Two Patawomecks Lose Their Heads

Jamestown, January 1610
        
         President Percy tries one more time to get food from the Indians. If Powhatan will not give them any, perhaps some other Indians will. Percy dispatches Francis West and “about thirty-six” men to take the Swallow on a long voyage down the James River to Chesapeake Bay, past Point Comfort and Algernon Fort (an outpost Percy named for his father and elder brother). Then the Swallow is to set her course northward up the coast to the Potomac River, where the sometimes-friendly Patawomecks live. But they, like the Indians at Nansemond and the Indians at Werowocomoco, have no food to spare. And if they can spare any, they are not about to give it to foreigners who are trying to take over their land.
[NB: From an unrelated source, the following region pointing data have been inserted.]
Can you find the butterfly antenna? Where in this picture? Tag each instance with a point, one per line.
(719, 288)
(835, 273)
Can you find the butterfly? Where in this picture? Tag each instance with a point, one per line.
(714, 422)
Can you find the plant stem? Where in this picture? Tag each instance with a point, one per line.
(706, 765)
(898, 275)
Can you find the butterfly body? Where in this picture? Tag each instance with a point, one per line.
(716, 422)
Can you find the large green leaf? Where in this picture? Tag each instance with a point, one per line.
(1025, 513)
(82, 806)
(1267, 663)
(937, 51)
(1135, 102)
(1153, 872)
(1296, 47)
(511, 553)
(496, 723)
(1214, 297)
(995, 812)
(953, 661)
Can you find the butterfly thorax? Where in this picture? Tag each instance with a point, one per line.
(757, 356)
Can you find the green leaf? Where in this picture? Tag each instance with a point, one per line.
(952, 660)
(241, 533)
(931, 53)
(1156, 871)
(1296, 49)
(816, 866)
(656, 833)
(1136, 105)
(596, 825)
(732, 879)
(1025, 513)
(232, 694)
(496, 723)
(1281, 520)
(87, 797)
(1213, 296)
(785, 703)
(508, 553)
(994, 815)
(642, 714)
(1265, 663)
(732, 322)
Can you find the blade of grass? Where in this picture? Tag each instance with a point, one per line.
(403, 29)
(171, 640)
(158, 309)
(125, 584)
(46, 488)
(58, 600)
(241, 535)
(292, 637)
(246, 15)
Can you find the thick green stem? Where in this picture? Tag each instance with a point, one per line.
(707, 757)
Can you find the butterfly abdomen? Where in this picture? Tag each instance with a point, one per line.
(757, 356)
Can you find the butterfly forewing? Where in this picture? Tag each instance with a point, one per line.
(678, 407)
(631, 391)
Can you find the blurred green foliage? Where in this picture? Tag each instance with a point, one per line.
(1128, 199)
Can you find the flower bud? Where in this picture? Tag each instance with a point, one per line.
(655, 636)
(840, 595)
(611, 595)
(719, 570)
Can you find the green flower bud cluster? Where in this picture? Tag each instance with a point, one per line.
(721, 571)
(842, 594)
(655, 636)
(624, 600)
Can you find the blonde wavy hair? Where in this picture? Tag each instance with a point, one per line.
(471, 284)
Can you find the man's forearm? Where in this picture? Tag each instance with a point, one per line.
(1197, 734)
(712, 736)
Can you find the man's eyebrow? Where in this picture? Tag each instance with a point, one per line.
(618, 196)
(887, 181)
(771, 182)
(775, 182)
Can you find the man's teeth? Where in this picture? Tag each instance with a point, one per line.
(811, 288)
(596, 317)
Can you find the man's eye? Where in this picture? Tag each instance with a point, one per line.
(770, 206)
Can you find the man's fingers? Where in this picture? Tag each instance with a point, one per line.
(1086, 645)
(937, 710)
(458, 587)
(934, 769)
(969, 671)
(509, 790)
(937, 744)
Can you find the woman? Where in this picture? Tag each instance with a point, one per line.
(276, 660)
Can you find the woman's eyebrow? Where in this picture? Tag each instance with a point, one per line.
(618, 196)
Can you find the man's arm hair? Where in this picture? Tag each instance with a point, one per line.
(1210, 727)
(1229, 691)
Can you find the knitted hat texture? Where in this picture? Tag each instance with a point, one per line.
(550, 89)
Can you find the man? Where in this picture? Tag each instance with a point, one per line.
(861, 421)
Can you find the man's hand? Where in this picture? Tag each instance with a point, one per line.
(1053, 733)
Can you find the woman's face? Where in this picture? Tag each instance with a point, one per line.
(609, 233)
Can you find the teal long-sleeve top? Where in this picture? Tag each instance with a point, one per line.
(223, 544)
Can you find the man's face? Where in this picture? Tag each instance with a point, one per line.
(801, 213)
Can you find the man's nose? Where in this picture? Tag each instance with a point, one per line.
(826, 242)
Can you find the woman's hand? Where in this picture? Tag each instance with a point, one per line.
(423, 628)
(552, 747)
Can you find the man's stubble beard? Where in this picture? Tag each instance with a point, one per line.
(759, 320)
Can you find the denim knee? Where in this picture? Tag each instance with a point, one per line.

         (This fact, so obvious in hindsight, apparently never entered the minds of the first Englishmen in Virginia.)
        
        
Twenty-three-year-old Francis West, like George Percy, is a younger son of a titled family. His elder brother, Thomas West, Lord De La Warr, has just been appointed governor of Virginia. Young Francis and his men sail boldly up the Potomac River, and at last they reach the Patawomecks, who are not glad to see them. Miraculously, West persuades them to trade some of their corn for trinkets, probably pieces of copper and glass beads. He loads the Swallow with the precious corn, but before he sets sail, West makes a farewell gesture: he orders his men to cut off “two of the Savages’ heads and other extremeties.”        
        
         Talk about cutting off your nose to spite your face.